Capitalists or blocs of capital confront one another as competitors; their
relative peace is a preparation period for wars. They must be prepared and ready
to seize on any advantage to undercut their competition, otherwise they will go
under. That's why major powers up to now have failed to agree on a meaningful
action at various international conferences regarding climate change. That's why
capitalism as a system cannot deal with environment in a proper way, even if an
individual capitalist or group of capitalists sincerely wanted
to.
The motive force
behind any capitalist production is profit. Their logic is this: everything
produced is a commodity that must be sold at a profit. Regardless of the will of
the capitalists themselves, they must expand or die, and they only take into
account their own profits and losses and not the damages and cost to the
environment, the general population, and so on. In this process of expansion,
capitalism proceeds through imperialist domination of oppressed nations and
strategic rivalry between imperialist powers and their allies. This is carried
out through world wars, regional wars, wars to maintain their rule against
revolutions, brutal violence against native people and so on, as we can see in
the cases of Afghanistan, Iraq, Libya, Syria… In fact, the U.S. army is not only
the main enforcer of the system that is plundering the earth's environment and
its people, but a major source of carbon dioxide emission. The carbon emissions
generated by the U.S.-led war in Iraq every year was equal to the emissions
created by the addition of 25 million more cars on the roads in the U.S.

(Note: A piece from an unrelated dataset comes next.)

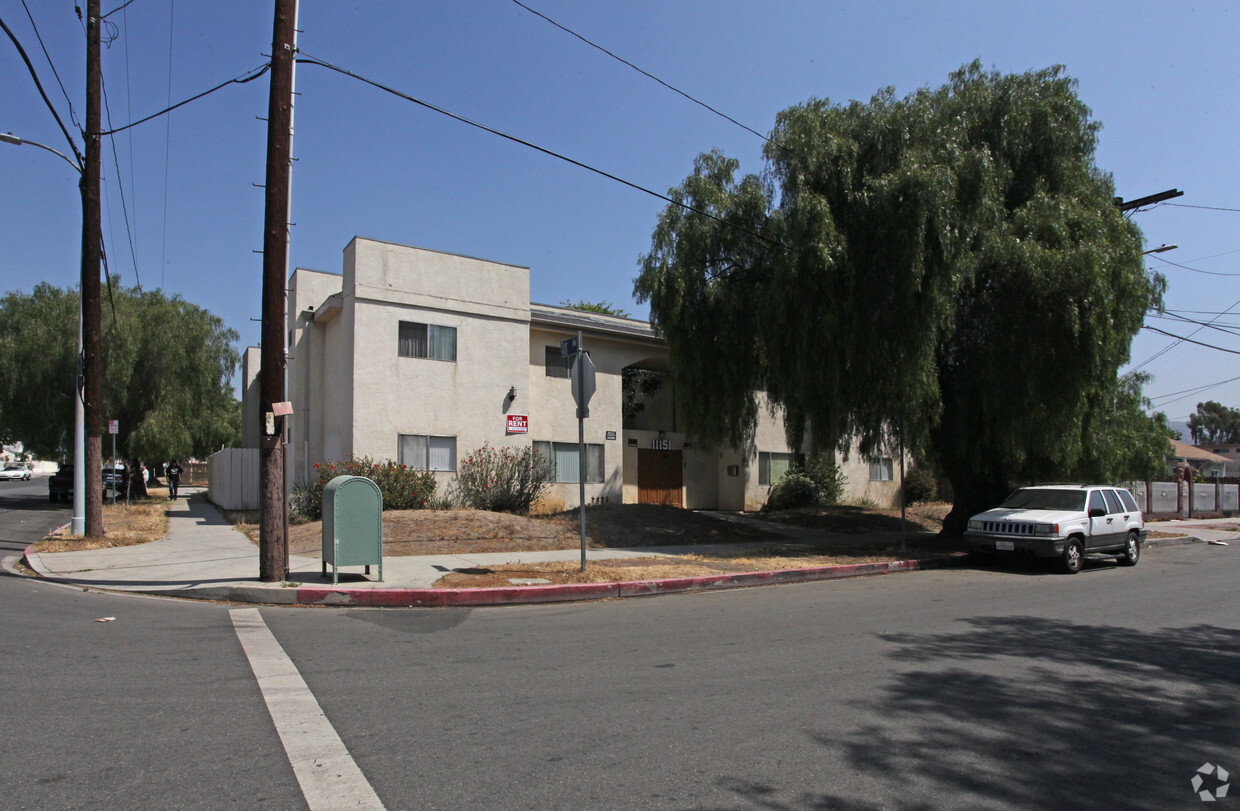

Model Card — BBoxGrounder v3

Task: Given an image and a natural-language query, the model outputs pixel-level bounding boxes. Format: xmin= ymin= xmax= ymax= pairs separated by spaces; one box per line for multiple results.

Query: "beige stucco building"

annually. If the war was ranked as a country in terms of emissions, it would
emit more carbon dioxide each year than 139 of the worlds' nations do annually
according to a report by Oil Change International.
Often
people in the "third world" suffer qualitatively more from the
consequences of global warming than those living in imperialist countries ruled
by the monopoly capitalists. But capitalists will never put the interests of the
preservation of the ecosystems of the entire planet above their development
plans in order to ensure the health of the planet and the people for the future
generations.
What else can we
expect from a system that has used atomic weapons against people in Japan (by
the U.S.) and introduced the use of chemical weapons (both sides used them in
World War One, and the British used it to put down a revolt against their
domination of Iraq in 1920. Italy used poison gas in its attempt to take over
Ethiopia in the 1930s). This is without mentioning the massive destruction of
people and the environment in wars to control "third world" countries ever since
– or the massive nuclear arsenals that the major powers and Israel have built up
to maintain and advance their interests. Those who have no respect for human
life will definitely have no respect for our planet. In fact it is this system
that has got us into this situation in the first place, and the situation will
definitely become even worse.
Our survival
depends on the natural world, from green plants that produce oxygen to other
living species that provide food and medicine; we cannot live without fresh
water, nutrient-rich soils and clean air. At the same time we are linked with
the natural world through complex evolutionary chains and through networks of
ecosystems that provide the flow of energy for life to maintain
itself.
If we do not move
to stem climate change, to protect and preserve fast vanishing natural
ecosystems around the world, this planet could very well become uninhabitable
for billions of people and possibly all of humanity. The inner workings of
capitalism-imperialism, and the imperialists' history and practice on a global
scale, proves beyond doubt that this system and those who run it are not and
cannot be fit to be caretakers of our planet.